Operating in Colombia’s southwestern department of Nariño, the Revolutinary Armed Forces of Colombia (FARC) commander, known only as “Rambo,” runs the rebel army’s “Daniel Aldana” mobile column. According to El Tiempo, this column is one of the FARC’s most active, and is also responsible for helping finance the FARC’s insurgency. Drug trafficking is reportedly the principal source of income, but extortion and illegal mining also provide the mobile column with illicit revenue streams.

US and Colombian authorities consider Rambo to be the biggest drug trafficker in Nariño, where he allegedly controls coca cultivation, cocaine processing laboratories, and trafficking routes. He is thought to be capable of moving hundreds of tons of cocaine through Colombia’s Pacific coast. 

According to El Tiempo, Colombian state intelligence agencies assert Rambo has held meetings with representatives of Mexico’s Sinaloa Cartel near the Ecuadorian border. In 2014, authorities in Nariño seized a private plane carrying a 500-kilo cocaine shipment that Rambo had allegedly coordinated for the Sinaloa Cartel.

InSight Crime Analysis

Due to his extensive involvement in the drug trade, Rambo embodies the class of insurgents most likely to criminalize should the FARC sign a peace agreement with the government. As previously documented by InSight Crime, it is almost inevitable that some FARC elements will continue their participation in criminal activity after demobilization. The guerrilla factions most deeply involved in drug trafficking are also many of the most vulnerable to criminalization, as it would be easiest for them to transition into full-time criminal actors. 

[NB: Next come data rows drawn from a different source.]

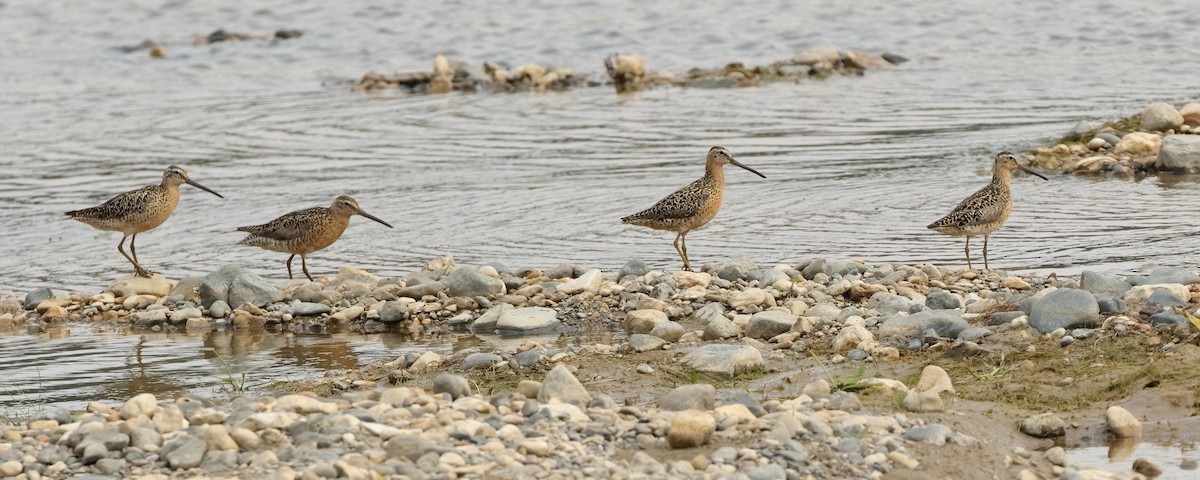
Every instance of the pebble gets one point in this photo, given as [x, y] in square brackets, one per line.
[726, 360]
[1056, 455]
[690, 429]
[451, 384]
[1044, 425]
[11, 468]
[768, 324]
[562, 385]
[1122, 424]
[640, 342]
[694, 396]
[481, 360]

SEE ALSO: FARC, Peace and Possible Criminalization

There are increasing signs that some guerrillas may criminalize even before a peace deal with the government is struck. In July, authorities captured a FARC finance chief that allegedly doubled as the head of a narco-paramilitary gang. Earlier this month, uncovered FARC email correspondence reportedly revealed a drug trafficking alliance between the rebel group and criminal organization the Urabeños.